Although the first boat Arc built is quite simple, it’s a remarkable feat of engineering. Lee says Arc already has one prototype. Lee claims that the boat will be equipped with a 200kWh, 800-volt battery pack, which is roughly twice as powerful and voltage as Tesla’s top-tier pack, and an electric motor of at least 475 horses. The boat will reach a maximum speed of 40 mph and can run for approximately four hours. Lee estimates that this should provide enough power to cover a full day of boating.

Lee claims that the boat will create a wake behind itself, making it suitable for waterskiing and other wake sports. Lee states that this is rare in the emerging electric boat market. It takes a lot energy to move through water so other companies have tried to reduce the wake. A hydrofoil is being used by some to reduce drag and eliminate the wake.

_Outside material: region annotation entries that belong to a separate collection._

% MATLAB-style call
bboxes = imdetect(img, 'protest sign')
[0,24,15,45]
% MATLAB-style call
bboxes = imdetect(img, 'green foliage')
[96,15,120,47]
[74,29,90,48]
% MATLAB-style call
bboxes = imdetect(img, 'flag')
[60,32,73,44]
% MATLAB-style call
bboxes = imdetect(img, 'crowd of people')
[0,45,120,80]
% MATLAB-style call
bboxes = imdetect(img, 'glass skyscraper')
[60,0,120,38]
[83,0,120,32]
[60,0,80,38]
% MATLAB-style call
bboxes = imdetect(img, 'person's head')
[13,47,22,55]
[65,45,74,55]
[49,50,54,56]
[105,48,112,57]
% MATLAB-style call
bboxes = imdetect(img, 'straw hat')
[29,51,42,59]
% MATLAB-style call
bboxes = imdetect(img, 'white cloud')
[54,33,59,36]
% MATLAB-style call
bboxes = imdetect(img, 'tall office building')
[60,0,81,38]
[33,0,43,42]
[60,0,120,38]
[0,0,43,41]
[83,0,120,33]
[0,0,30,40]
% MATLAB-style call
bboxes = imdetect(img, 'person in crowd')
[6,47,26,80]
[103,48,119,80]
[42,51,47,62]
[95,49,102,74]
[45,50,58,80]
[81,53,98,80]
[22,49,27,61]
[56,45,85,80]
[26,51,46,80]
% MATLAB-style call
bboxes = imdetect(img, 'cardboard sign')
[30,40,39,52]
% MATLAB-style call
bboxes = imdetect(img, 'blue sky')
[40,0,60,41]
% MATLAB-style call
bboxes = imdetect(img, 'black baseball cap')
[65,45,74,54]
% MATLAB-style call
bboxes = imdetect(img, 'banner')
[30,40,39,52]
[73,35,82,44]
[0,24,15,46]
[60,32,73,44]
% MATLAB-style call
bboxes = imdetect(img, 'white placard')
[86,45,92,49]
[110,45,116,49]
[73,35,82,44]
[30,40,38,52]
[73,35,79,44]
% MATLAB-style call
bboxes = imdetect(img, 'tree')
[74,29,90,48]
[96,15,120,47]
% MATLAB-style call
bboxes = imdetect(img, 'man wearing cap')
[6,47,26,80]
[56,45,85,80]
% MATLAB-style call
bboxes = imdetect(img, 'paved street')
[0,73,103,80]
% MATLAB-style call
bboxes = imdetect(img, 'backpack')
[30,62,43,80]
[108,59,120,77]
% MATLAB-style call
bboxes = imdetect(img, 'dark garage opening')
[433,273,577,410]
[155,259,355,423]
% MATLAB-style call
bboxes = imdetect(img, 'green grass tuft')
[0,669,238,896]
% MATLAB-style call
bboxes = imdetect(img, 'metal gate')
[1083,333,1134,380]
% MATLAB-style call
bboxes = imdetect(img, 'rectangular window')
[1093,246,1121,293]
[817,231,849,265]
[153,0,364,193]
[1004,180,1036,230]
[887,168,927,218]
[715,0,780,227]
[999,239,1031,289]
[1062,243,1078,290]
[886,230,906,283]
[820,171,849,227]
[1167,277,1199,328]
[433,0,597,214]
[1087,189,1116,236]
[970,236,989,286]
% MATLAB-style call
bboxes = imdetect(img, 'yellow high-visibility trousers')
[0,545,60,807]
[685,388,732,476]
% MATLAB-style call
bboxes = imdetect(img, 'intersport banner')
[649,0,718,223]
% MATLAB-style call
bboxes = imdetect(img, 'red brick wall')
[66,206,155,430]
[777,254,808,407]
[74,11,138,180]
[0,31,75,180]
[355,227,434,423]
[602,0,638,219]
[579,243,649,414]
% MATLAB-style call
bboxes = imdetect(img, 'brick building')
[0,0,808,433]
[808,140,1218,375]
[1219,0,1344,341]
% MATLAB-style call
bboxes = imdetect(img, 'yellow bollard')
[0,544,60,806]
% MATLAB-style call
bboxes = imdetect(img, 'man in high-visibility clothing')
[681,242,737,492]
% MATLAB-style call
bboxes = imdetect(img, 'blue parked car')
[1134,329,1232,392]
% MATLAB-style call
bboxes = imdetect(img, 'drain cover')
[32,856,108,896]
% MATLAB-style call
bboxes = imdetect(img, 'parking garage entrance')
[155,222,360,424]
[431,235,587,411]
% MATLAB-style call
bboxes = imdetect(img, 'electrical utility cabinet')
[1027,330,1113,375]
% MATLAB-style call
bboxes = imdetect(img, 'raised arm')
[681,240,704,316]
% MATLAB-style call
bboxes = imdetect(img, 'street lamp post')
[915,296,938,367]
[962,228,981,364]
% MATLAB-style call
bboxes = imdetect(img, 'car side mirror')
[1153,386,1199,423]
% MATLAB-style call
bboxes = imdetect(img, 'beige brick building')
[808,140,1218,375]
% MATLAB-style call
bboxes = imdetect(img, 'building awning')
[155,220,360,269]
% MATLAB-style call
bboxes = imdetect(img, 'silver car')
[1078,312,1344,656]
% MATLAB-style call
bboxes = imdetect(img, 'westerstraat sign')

This is why the battery pack will be extremely energy-dense. Lee says that power draw is proportional to the speed of water when you move through it. Lee says that if you want your boat to go 40 miles per hour, you will need a large battery. This extra energy will also help the boat “plane,” which is when it skims across water.

Lee says that boats are really good at floating. Although it sounds absurd, it is possible to build a boat that can carry a large load. The hard part is when you want to fly or move fast. This creates an exponential power draw because you are moving through something more viscous than air.

Arc is also building aluminum hulls as a key component of its design. Arc is breaking with convention, much like Ford did a decade ago when it adopted aluminum for its pickup trucks. The majority of boat hulls of this class are made from carbon fiber or another type of composite material. Lee claims aluminum will require less labor and be cheaper, but it will still be light enough to allow Arc to carry most of the weight.

Although the pack will be large, it will be distributed across the boat’s bottom and integrated into its hull structure. This will draw comparisons with Tesla, which is currently developing structural battery packs for future cars. Lee also stated that Arc will be pursuing vertical integration, much like Tesla. The startup has also designed its own enclosures and cooling systems for the battery packs. It is also developing the software. The startup plans to improve it via over-the air updates. Arc is procuring the cells and modules that make up the pack and the electric motor. Lee declined to identify the suppliers.

Arc has also hired outside consultants to assist with the 800-volt technology, as that’s a rare technology even in high-performance electric cars. (Porsche already has an 800-volt pack in its Taycan, while GM is developing 800-volt batteries for its Ultium-powered EVs. Lee warns that this doesn’t necessarily mean there are reasons to be concerned. High-voltage electrical systems are not uncommon on boats. However, they can power so-called hotel loads — which is basically all creature comforts that aren’t related to propulsion.

He says, “We are innovative in that this will be our powertrain — We’re using these high-voltage batteries for this specific usage.” “Our whole team is committed to making sure we do this safely and intelligently. We do some additional closeouts and use a rigorous testing process to ensure that this system is safe.

Lee believes that the huge theoretical upside of an electricboat will outweigh any concerns about its power source. Lee is so enthusiastic about the idea, he stated that he hopes to see Arc’s boats require no maintenance. Sound familiar?

“Boating can be amazing. He says that boat ownership is a terrible thing and that he wants to eliminate all of the negative aspects and increase the boating market. We can make a boat that is not only premium, but also lowers the burden of boat ownership, and increases the joy of being on the water. That’s what I believe is a major selling point for us. If you combine that with the macro trends of everything becoming electric, I believe that all of this sets us up to have the right product, in the right market, at the right time.